Articles on all things data | Datavid blog

Data centricity and FAIR: Creating value from data

Written by Avinash Dixit | Jul 4, 2024

Data-centricity emphasises placing data at the core of organisational strategies and operations.

FAIR principle complements this approach by ensuring data is managed effectively to maximise value, empowering businesses to cultivate a culture of data-driven decision-making that fuels continuous improvement and innovation.

Fragmentation to cohesion

Data centricity is a modern approach that emphasises organising and managing data based on the scientific processes and insights it supports rather than the specific applications or platforms that handle it.

This paradigm shift is rooted in the belief that the actual value of data lies in its potential to be reused, shared, and repurposed across various contexts and applications, fostering greater scientific collaboration and innovation.

Data-centricity enables:

  • High-quality, reliable data: Fundamental for sound scientific conclusions.
  • Efficiency: Saves time and resources by avoiding the need to collect or process the same data repeatedly.
  • Interdisciplinary utilisation: Facilitates data usage across different fields, fostering interdisciplinary research and potentially leading to new scientific discoveries.

Managing data independently 

Data-centricity advocates for managing data independently of the specific systems or tools used to collect or process it.

This means designing data architectures that prioritise the long-term preservation and accessibility of data over the particularities of any one system.

The benefits to organisations include:

  • Cleaner data: More researchers can access it quickly, accelerating data discovery and increasing transparency.
  • Common inventory language: Reduces duplication of effort and addresses the lack of transparency.
  • Reduced data management burden: Frees scientists from the burden of data management, aligning with regulatory agencies' directions.
  • Standardised collaboration: Transitions from chaotic to standardised data, enabling better collaboration with external partners.

Data management woes

  • Persistent data silos: Continue to delay critical decision-making processes, hindering overall efficiency.
  • Inefficient data science efforts: Around 80% of data science efforts are consumed by data wrangling tasks, reducing the time available for analysis.
  • High IT costs: A substantial 50-60% of the IT budget is allocated to integration efforts, indicating significant expenditure that could be optimised with better data management solutions.

Enterprise Knowledge Graphs and data-centricity

Enterprise Knowledge Graphs (EKGs) and data-centricity are closely intertwined concepts that, when combined, provide a robust framework for managing, integrating, and leveraging data within an organisation.

An Enterprise Knowledge Graph (EKG) is an advanced data model that interlinks and contextualises data from various organisational sources, forming a comprehensive knowledge network.

It uses RDF to create interconnected datasets, applies ontologies for semantic context, and adapts flexibly to changes without extensive rework.

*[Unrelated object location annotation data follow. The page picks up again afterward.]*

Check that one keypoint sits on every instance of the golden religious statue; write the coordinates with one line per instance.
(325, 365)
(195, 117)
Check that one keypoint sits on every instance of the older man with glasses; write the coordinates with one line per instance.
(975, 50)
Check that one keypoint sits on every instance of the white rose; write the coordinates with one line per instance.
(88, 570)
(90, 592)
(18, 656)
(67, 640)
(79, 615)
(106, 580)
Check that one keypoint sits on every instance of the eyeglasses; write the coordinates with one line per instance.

EKGs support complex queries via SPARQL, enabling seamless data integration, enhanced data discovery through semantic relationships, deeper contextual insights, and data reusability across multiple applications.

The following image depicts the transformation from application-centric to data-centric architecture using EKGs.

Linking FAIR principles with data-centricity

Linking FAIR (Findable, Accessible, Interoperable, Reusable) principles with data-centricity involves understanding how these principles can enhance a data-centric approach in research and data management.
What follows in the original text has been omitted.